🤖 AI Summary
Core assumptions in causal discovery and inference—such as causal sufficiency, faithfulness, and the Markov condition—are inconsistently formalized and ambiguously operationalized across methodological traditions, hindering rigorous method selection under non-ideal conditions (e.g., observational constraints, limited domain knowledge).
Method: We propose the first cross-framework unification framework, employing conceptual analysis, comparative modeling, and structured meta-review to systematically map how distinct paradigms model these assumptions and align them with practical inferential goals. This yields a decision guide and reusable comparison toolkit spanning the entire causal analysis lifecycle—from problem formulation to result interpretation.
Contribution: Our work achieves the first cross-paradigm integration of the formal semantics and operational logic of causal assumptions.

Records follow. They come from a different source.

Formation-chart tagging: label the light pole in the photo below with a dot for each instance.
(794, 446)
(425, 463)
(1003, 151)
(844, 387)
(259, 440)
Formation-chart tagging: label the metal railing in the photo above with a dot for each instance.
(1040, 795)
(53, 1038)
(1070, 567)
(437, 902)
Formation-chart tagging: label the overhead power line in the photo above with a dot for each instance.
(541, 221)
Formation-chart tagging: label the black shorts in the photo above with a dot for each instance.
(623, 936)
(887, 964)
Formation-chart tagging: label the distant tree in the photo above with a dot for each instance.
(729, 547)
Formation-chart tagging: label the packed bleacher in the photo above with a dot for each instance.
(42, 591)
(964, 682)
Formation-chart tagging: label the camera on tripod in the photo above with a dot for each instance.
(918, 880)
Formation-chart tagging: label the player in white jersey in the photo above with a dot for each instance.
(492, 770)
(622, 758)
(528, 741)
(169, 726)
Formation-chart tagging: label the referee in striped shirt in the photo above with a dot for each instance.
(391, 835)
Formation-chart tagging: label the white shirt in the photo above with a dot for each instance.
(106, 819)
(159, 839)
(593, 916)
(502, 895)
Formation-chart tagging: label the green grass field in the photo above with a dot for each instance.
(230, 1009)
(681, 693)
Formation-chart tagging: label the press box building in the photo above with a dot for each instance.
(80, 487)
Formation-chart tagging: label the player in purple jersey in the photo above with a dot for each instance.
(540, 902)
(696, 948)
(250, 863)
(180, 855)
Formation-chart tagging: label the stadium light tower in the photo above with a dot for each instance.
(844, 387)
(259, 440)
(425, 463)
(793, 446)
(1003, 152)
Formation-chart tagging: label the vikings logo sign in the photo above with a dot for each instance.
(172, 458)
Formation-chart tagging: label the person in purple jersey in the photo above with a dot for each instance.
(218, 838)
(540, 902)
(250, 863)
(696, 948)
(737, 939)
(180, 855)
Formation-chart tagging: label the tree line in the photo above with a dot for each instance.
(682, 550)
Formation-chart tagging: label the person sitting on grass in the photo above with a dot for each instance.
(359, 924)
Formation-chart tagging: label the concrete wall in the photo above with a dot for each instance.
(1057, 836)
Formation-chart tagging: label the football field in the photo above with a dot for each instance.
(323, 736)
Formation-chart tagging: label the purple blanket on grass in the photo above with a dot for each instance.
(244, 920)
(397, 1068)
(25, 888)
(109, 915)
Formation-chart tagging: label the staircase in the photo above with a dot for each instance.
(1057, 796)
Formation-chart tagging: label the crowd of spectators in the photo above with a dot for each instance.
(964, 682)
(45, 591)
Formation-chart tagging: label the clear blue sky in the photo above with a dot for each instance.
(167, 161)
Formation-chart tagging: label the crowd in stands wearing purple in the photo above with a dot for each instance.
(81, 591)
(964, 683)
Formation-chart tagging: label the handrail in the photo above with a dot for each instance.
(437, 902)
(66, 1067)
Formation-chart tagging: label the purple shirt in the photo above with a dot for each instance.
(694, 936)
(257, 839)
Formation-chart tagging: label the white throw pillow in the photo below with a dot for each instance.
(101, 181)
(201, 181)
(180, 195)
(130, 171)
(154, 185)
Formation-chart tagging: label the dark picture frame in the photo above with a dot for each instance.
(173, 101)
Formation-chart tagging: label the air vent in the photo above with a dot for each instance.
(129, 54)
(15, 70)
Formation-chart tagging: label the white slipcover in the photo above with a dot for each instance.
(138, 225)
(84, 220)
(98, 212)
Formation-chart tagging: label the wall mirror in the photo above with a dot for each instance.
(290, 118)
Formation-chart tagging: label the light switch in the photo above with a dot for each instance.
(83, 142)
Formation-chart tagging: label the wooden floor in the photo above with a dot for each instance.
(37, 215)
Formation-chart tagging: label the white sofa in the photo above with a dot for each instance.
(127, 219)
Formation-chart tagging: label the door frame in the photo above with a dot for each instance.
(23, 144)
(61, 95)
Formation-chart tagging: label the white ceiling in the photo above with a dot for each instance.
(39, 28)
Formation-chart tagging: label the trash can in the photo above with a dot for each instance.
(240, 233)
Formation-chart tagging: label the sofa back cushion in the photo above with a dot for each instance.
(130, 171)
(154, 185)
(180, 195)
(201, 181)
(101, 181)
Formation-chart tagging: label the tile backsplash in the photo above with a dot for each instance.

It significantly enhances the rigor and efficiency of causal methodology selection and design, particularly when background knowledge is incomplete or data are observationally constrained.
📝 Abstract
This work presents a conceptual synthesis of causal discovery and inference frameworks, with a focus on how foundational assumptions -- causal sufficiency, causal faithfulness, and the causal Markov condition -- are formalized and operationalized across methodological traditions. Through structured tables and comparative summaries, I map core assumptions, tasks, and analytical choices from multiple causal frameworks, highlighting their connections and differences. The synthesis provides practical guidance for researchers designing causal studies, especially in settings where observational or experimental constraints challenge standard approaches. This guide spans all phases of causal analysis, including question formulation, formalization of background knowledge, selection of appropriate frameworks, choice of study design or algorithm, and interpretation. It is intended as a tool to support rigorous causal reasoning across diverse empirical domains.